Improved Stall Delay Model for HAWT Performance Predictions using 3D Navier-Stokes Solver and Actuator Disk Method

The Actuator Disk Method (ADM), in its analytical formulation or combined with Navier-Stokes equations, is widely used for design and/or for aerodynamic analysis of Horizontal Axis Wind Turbines (HAWT). This method has demonstrated its capabilities for performance predictions of HAWT rotors for limited range of wind speeds with lower angles of attack values, i.e. attached flow conditions. However, for typical wind speeds that rotor encounters, under higher angles of attack i.e. stall conditions, such a method cannot describe accurately the flow characteristics around rotor-blades due to severe flow separations coupled with the effects of blades rotation as well as the radial flow over the blades. In this paper, original correction approaches have been proposed for the existing stall delay models to take into account both the blade rotation and the radial flow effects over the rotor blades.

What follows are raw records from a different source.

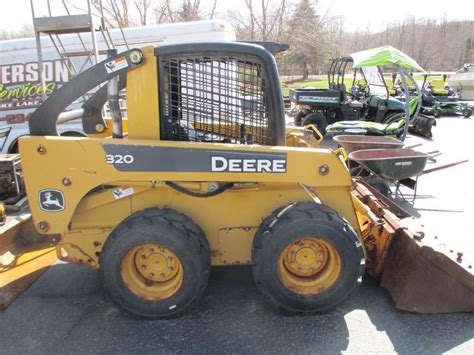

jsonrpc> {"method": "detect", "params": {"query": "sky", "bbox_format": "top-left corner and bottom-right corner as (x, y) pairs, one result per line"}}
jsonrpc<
(0, 0), (474, 30)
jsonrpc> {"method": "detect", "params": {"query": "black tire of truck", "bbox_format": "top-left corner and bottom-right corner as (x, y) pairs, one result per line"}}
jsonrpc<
(252, 202), (365, 313)
(100, 208), (211, 318)
(303, 112), (328, 138)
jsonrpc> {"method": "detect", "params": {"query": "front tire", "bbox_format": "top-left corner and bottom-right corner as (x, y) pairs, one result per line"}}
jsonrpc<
(100, 208), (211, 318)
(252, 202), (365, 313)
(462, 108), (472, 118)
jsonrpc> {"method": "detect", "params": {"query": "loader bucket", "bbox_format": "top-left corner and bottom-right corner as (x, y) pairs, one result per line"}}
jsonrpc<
(354, 183), (474, 313)
(0, 211), (57, 311)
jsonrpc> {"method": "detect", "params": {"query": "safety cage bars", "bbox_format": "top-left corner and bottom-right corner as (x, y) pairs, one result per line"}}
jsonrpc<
(158, 46), (280, 144)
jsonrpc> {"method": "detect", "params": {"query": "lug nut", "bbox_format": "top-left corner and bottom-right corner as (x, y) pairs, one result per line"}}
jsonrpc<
(95, 123), (105, 133)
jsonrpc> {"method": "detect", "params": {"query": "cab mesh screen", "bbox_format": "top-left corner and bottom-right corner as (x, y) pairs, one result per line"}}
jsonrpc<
(159, 56), (272, 144)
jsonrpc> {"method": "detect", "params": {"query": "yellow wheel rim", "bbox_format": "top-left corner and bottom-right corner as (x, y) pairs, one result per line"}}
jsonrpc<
(120, 244), (183, 301)
(277, 237), (341, 296)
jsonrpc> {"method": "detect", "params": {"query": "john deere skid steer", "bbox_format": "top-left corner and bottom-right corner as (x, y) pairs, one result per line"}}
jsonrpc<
(0, 43), (474, 317)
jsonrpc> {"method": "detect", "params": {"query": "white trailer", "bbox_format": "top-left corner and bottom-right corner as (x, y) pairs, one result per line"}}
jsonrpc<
(0, 20), (236, 153)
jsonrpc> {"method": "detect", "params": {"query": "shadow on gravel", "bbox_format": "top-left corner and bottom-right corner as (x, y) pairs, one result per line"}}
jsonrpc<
(0, 264), (474, 354)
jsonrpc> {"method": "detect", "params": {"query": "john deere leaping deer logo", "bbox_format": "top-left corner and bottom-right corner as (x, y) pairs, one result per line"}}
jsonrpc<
(38, 189), (65, 212)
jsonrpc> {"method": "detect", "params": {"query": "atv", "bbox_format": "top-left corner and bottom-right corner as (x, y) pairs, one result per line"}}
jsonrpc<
(421, 73), (472, 118)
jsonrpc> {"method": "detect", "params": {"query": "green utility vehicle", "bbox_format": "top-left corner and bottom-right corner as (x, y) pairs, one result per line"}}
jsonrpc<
(290, 47), (412, 135)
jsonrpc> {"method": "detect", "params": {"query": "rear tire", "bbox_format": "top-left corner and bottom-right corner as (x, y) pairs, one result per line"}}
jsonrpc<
(100, 208), (211, 318)
(303, 113), (328, 138)
(252, 202), (364, 313)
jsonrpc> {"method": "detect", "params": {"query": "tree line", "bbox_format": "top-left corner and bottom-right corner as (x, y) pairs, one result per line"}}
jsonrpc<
(0, 0), (474, 78)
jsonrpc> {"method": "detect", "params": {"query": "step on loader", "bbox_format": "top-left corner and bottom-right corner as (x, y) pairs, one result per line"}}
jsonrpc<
(0, 42), (474, 317)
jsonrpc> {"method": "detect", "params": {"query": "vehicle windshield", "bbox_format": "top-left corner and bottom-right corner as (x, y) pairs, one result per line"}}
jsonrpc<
(361, 66), (387, 96)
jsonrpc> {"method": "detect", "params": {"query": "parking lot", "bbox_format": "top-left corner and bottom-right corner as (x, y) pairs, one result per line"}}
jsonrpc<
(0, 116), (474, 354)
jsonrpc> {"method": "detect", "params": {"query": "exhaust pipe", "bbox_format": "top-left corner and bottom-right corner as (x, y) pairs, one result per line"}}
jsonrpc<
(107, 49), (123, 138)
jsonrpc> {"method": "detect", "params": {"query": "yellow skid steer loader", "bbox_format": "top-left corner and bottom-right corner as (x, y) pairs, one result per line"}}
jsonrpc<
(0, 42), (474, 317)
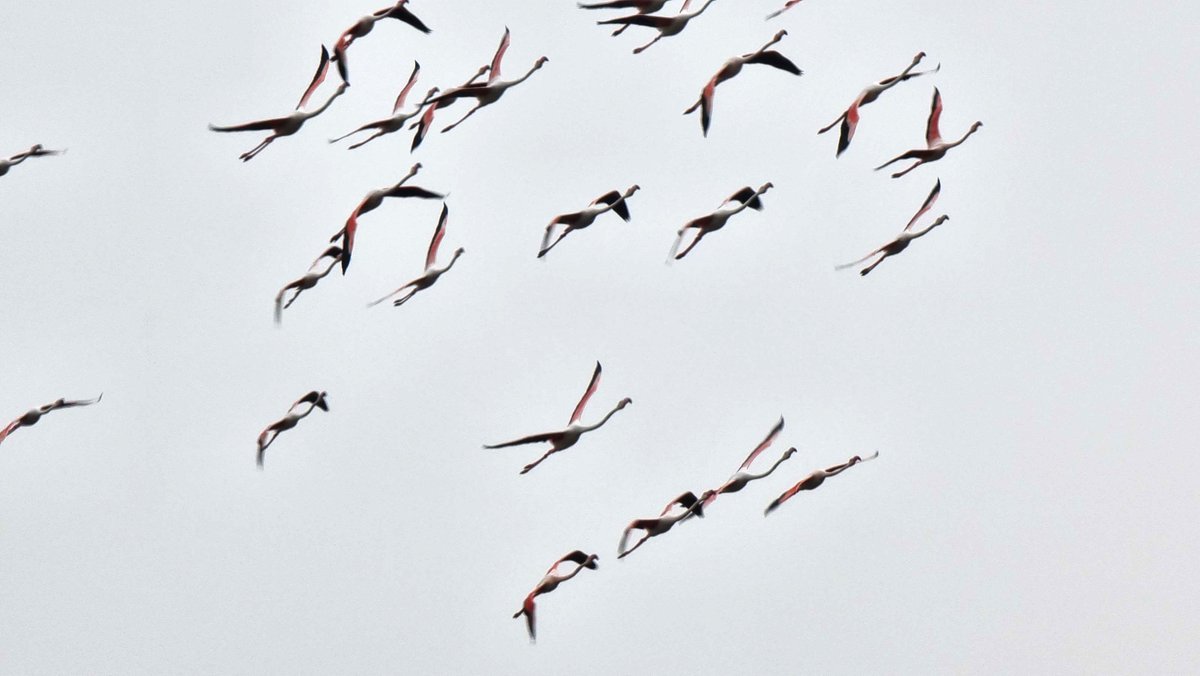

For this purpose, the ADM combined with 3D- NavierStokes equations formulation using Large Eddy Simulations (LES) model has been considered to describe the incompressible turbulent flow field around HAWT rotor blades. The resulting mathematical model has been solved using a 3D in-house subroutine developed with OpenFOAM code. The proposed numerical method has been validated against the well recognized reference measurements obtained using the New MEXICO and the NREL Phase VI experimental wind turbines. In comparison with existing stall delay models, the proposed correction approaches, especially the radial flow approach, have shown noticeable enhancements on performance predictions of HAWT rotors compared to the experimental measurements. It has been found very low discrepancies to the experimental torque and thrust values, up to 1% and 10% have been recorded respectively.